Social movement abstract concept vector illustration.

Text: Andreas Reich DVG e.V.       Bild: pixabay

Wenn man die Nachrichten der letzten Tage so liest und die Geschichte der Finanzierung der letzten über 60 Jahre verfolgt, dann heißt das eindeutig „Ja“.

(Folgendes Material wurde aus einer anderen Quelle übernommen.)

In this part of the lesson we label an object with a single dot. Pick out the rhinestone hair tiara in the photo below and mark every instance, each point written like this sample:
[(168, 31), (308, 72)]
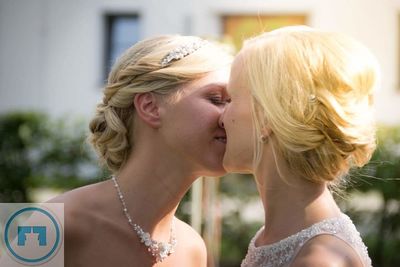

Seit 1957 werden alle Sozialversicherungen für Pflichtversicherte um Billionen (Rentenversicherung) und Milliarden (Krankenkassen) Euro von den Bundesregierungen betrogen. “Versicherungsfremde Leistungen“, die als gesamtgesellschaftliche Leistungen vom Staat den Sozialversicherungen aufgebürdet wurden, wurden und werden nicht vom Staat in vollem Umfang finanziert. Diese gesamtgesellschaftlichen Sozialleistungen wurden und müssen deshalb mit Beitragsgelder der Arbeitnehmer zusätzlich finanziert werden. Das heißt, die Beitragsgelder der Beitragszahler werden zweckentfremdet durch die Sozialversicherungen ausgegeben und damit werden über diesen Konstrukt die Leistungen für die gesetzlich Versicherten de facto gekürzt, z.B. beim Rentenniveau auf 48% liegt, dank der Regierungen seit 1957. Dies und die öffentlichen Diskussionen zeigen, wie hauptsächlich die Rentner in Deutschland  von der Politik zur Finanzierung der “versicherungsfremden Leistungen” benutzt wurden und weiterhin werden. Wie sind die bis Ende 2023 angefallenen, fehlenden über 1 Billion Euro anders zu erklären?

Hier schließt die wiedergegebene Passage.